I wouldn’t feel so sick with worry if moving was an option!

OP posts:
ErrolTheDragon · 06/03/2024 08:01

Dartmoorcheffy · 06/03/2024 00:24

Local responsible teenager to act as am au pair?

Or maybe a student - they often want some work in vacations but it can be hard to find rurally.

NoCloudsAllowed · 06/03/2024 08:19

The nursery workers won't be working in the hols then - ask if they'd do some childcare informally over the hols. They often do babysitting if you ask nicely, having one kid rather than 30 might appeal! And your child will know them.

AlltheFs · 06/03/2024 08:20

I do appreciate the suggestions from everyone, we are looking at them all but it is very difficult here. It’s not like living somewhere densely populated - there’s not many options to check! To give an idea of scale- the school is age 5-11 and has 68 children total. A busy day at the nursery has 11 children in.
This isn’t somewhere with rafts of childcare available as there’s just not many people full stop. Our previous nursery is an hours round trip away, we already tried there last night but no space until Sept.
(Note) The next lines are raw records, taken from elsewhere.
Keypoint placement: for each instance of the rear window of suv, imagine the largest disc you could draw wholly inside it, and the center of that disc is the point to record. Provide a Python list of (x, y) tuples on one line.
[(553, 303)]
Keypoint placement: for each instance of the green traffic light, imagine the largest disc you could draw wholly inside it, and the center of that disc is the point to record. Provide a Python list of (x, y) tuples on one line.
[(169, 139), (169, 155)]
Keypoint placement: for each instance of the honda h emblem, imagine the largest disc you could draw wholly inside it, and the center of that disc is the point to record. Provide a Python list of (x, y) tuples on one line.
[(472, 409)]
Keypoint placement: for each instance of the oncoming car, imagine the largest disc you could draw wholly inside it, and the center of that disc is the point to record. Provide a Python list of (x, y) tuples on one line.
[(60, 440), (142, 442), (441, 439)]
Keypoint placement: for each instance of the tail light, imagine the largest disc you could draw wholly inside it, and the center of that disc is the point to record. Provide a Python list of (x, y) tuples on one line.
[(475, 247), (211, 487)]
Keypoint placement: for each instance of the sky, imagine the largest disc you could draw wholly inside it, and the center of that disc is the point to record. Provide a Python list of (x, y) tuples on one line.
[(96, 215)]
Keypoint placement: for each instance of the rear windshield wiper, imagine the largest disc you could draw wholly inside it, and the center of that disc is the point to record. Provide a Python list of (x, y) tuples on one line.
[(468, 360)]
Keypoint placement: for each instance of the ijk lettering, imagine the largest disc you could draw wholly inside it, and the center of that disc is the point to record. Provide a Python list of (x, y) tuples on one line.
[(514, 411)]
It’s a wealthy area so some will throw money at it I’m sure with nannies, and the farming and army families (majority) will just be able to absorb it. There’s probably only a few of us that will find it awful.
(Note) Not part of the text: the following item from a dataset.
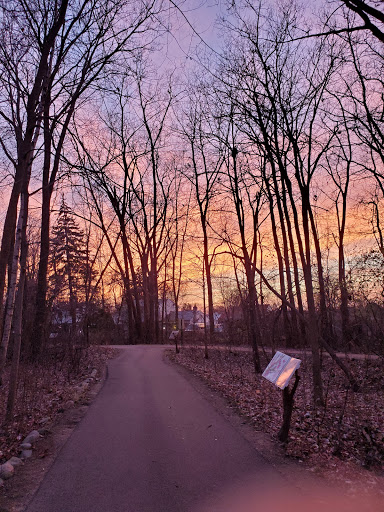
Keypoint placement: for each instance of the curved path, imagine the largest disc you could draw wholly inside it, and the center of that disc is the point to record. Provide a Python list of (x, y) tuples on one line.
[(151, 443)]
When we took the place up 6 months ago I checked and triple checked with them that they would definitely offer all year round care, which is why I am so stunned to get so little notice.

OP posts:
EliflurtleAndTheInfiniteMadness · 06/03/2024 10:05

You could see if any of the nursery staff want to work child minding over the breaks then look to hire them with another family or two so you can split costs. Nursery might be willing to give your number to others similarly effected to see if they'd like to share child care in some way.

EliflurtleAndTheInfiniteMadness · 06/03/2024 10:08

Is taking annual leave at half pay an option with either/both of your employers? Could you scrape through financially and would you have enough leave if you did this to cover the breaks?

mindutopia · 06/03/2024 10:09

Look for holiday clubs. You don't need to change nurseries. But many will take them from 4 as they could be school age. We live very rurally as well (school the same size as yours) and we used a holiday club for out of term time at preschool age. It's £20 a day 8:30-430. It's very close to us, but some people do travel up to 50 minutes for it. There may not be spaces for Easter, but half term/summer bookings won't have even opened yet.

Alternatively, childminders often lose their children during school holidays as parents take off with older ones, so there will very likely be some places at a CM for those weeks. Even though they won't be able to take you on during the term.

If no options near you, then band together with other parents and you each rotate through doing days. If there is someone who doesn't work during school holidays anyway, they may actually be grateful for your dd so theirs have a friend to keep them occupied and they can sit down and relax a bit.

SalmonWellington · 06/03/2024 10:10

Are you completely sure your school.holiday club won't take your kid for the summer? Some do offer places to kids the summer before they start at that school.

ExhaustedHousewife · 06/03/2024 10:10

I'm sorry, I have no advice but I want to sympathise and I hope you get something sorted out,brilliant ideas on here.

Calculuses · 06/03/2024 10:12

The nursery staff who now won't be working (or paid for) holidays will probably want some work.

AlltheFs · 06/03/2024 14:31

Does anyone happen to know what happens with the 30 funded hours in this scenario? This was stretched to 22hrs a week as it was an all year setting but we are now going to lose 9ish weeks of the school hols so really we should be getting more funded hours in term time surely?

If I have to pay full whack for holiday weeks somewhere else (eg paying a non registered person) I’m losing out twice as won’t have the 22 hours funded to use with them
either. I actually don’t think there’s any way we can afford that.